After Texans voted in 2003 to pass Proposition 12 to limit doctors' medical liability, the state became a popular destination for out-of-state physicians. License applications increased from about 2,500 in 2003 to more than 4,000 in 2006.

Budget constraints prohibited the board from increasing staff to handle the influx of applications. Now it takes an average of nine to 11 months to license and credential physicians in Texas, compared to three to four weeks in Oklahoma, according to the Texas Hospital Association.

Adding to this silliness is that this is a profitable enterprise for the state. Only about a third of the $450 licensing fee goes toward processing the application. The rest gets funneled into general revenue.

How many store owners would simply look at crowds of potential customers and say, "Oh, when I get around to it ..."?
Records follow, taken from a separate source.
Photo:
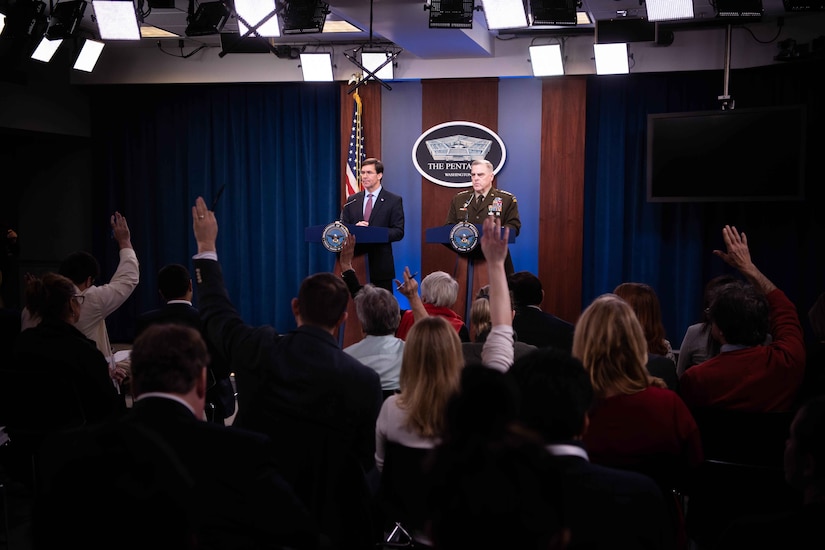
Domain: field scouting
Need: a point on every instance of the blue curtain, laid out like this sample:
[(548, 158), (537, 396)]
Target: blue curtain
[(275, 148), (666, 245)]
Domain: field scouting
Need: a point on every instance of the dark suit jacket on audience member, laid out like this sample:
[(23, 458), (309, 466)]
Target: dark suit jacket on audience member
[(612, 508), (664, 368), (229, 476), (59, 345), (316, 401), (387, 211), (542, 329), (220, 392)]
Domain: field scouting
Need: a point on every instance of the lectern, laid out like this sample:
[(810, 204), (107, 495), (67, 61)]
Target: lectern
[(363, 235), (468, 265)]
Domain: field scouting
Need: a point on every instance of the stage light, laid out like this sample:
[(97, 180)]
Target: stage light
[(546, 60), (668, 10), (745, 9), (372, 60), (611, 58), (65, 18), (317, 67), (450, 14), (209, 18), (554, 12), (504, 14), (116, 19), (89, 54), (46, 49), (251, 12), (305, 16)]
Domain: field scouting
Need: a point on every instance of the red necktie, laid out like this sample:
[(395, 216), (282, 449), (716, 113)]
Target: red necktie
[(368, 208)]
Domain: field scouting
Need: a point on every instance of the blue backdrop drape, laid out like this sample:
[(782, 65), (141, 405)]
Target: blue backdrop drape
[(666, 244), (274, 147)]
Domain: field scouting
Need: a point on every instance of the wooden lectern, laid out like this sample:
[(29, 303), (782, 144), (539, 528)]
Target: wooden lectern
[(470, 269), (351, 332)]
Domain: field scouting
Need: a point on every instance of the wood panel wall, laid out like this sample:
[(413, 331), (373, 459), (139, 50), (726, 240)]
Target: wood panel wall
[(561, 201), (447, 100), (371, 121), (561, 198)]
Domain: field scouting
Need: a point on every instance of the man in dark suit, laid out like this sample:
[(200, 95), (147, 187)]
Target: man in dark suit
[(532, 325), (164, 477), (301, 389), (376, 207), (473, 205), (604, 507), (175, 288)]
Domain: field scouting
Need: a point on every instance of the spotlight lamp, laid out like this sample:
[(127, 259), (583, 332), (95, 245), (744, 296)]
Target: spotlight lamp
[(65, 18), (116, 19), (89, 54), (546, 60), (305, 16), (317, 67), (450, 14)]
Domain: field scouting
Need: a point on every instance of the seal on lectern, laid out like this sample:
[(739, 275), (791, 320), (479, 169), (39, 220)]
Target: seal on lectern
[(334, 235)]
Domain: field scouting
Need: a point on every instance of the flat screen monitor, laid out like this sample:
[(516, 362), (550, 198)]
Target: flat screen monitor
[(727, 155)]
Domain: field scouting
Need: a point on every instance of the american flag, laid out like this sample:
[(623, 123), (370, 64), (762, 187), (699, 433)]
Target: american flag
[(356, 154)]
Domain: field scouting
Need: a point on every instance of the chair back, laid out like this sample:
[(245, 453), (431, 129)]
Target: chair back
[(756, 438), (403, 488)]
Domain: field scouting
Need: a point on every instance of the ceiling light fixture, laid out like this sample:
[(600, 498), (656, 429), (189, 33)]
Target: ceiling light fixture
[(116, 19), (317, 67), (88, 56), (260, 15), (554, 12), (305, 16), (504, 14), (668, 10), (208, 19), (65, 18), (611, 58), (379, 64), (46, 49), (546, 60), (450, 14)]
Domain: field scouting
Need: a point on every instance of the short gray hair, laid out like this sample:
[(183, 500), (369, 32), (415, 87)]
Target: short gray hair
[(439, 289), (378, 310)]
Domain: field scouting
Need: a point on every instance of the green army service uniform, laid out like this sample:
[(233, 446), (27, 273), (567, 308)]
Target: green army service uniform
[(496, 202)]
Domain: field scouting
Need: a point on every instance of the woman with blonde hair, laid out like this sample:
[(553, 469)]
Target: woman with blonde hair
[(635, 423), (645, 303), (430, 374)]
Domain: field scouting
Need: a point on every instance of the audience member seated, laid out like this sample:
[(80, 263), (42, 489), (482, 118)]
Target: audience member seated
[(698, 344), (100, 301), (301, 388), (481, 324), (56, 344), (813, 383), (532, 325), (636, 423), (414, 418), (603, 507), (748, 375), (439, 291), (379, 314), (221, 483), (491, 482), (175, 289), (796, 527), (661, 362)]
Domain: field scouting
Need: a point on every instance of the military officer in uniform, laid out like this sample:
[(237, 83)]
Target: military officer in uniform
[(473, 205)]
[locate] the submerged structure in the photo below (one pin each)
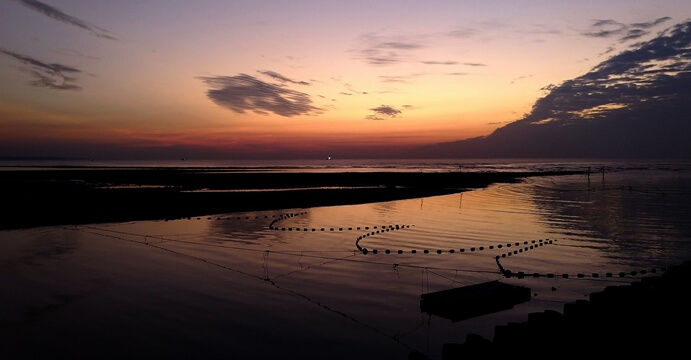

The THA recently requested an emergency $348,000 appropriation from the governor's office for licensing board staff and equipment to break this inexcusable bottleneck. Gov. Rick Perry moved the request on to the necessary legislative channels. If the issue receives the immediate attention it deserves, the Legislature could approve emergency funding by late March or early April.

Any delay in granting this request only compounds the travesty.

Texas has about 43,000 physicians to treat 23 million people, ranking 45th in the nation in physicians per 100,000 residents, according to the Texas Medical Association.

As of January 2005, 130 Texas counties were primary-care "Health Professional Shortage Areas." Another 64 counties were partial-county HPSAs. Thus, 194 Texas counties -- or more than 75 percent -- lacked an adequate supply of primary-care physicians. In 2004, 26 counties -- primarily along the border in West and South Texas -- had no primary-care physicians.

If this shortage is not enough, consider the economic development impact of hastening the process.

As THA President Dan Stultz points out, imagine a company wanting to relocate to Texas with 1,500 jobs paying $250,000 each. That company would be lavished with tax incentives and welcomed with red carpet treatment rather than bureaucratic red tape.

Still, those would-be doctors are knocking on the state's door and getting a red-tape welcome. Each of them probably would create another five nursing and office staff jobs.

Texas cannot afford to allow these valuable assets to languish or perhaps drift away to another state because of such foolish shortsightedness. State lawmakers must fast-track this emergency funding request.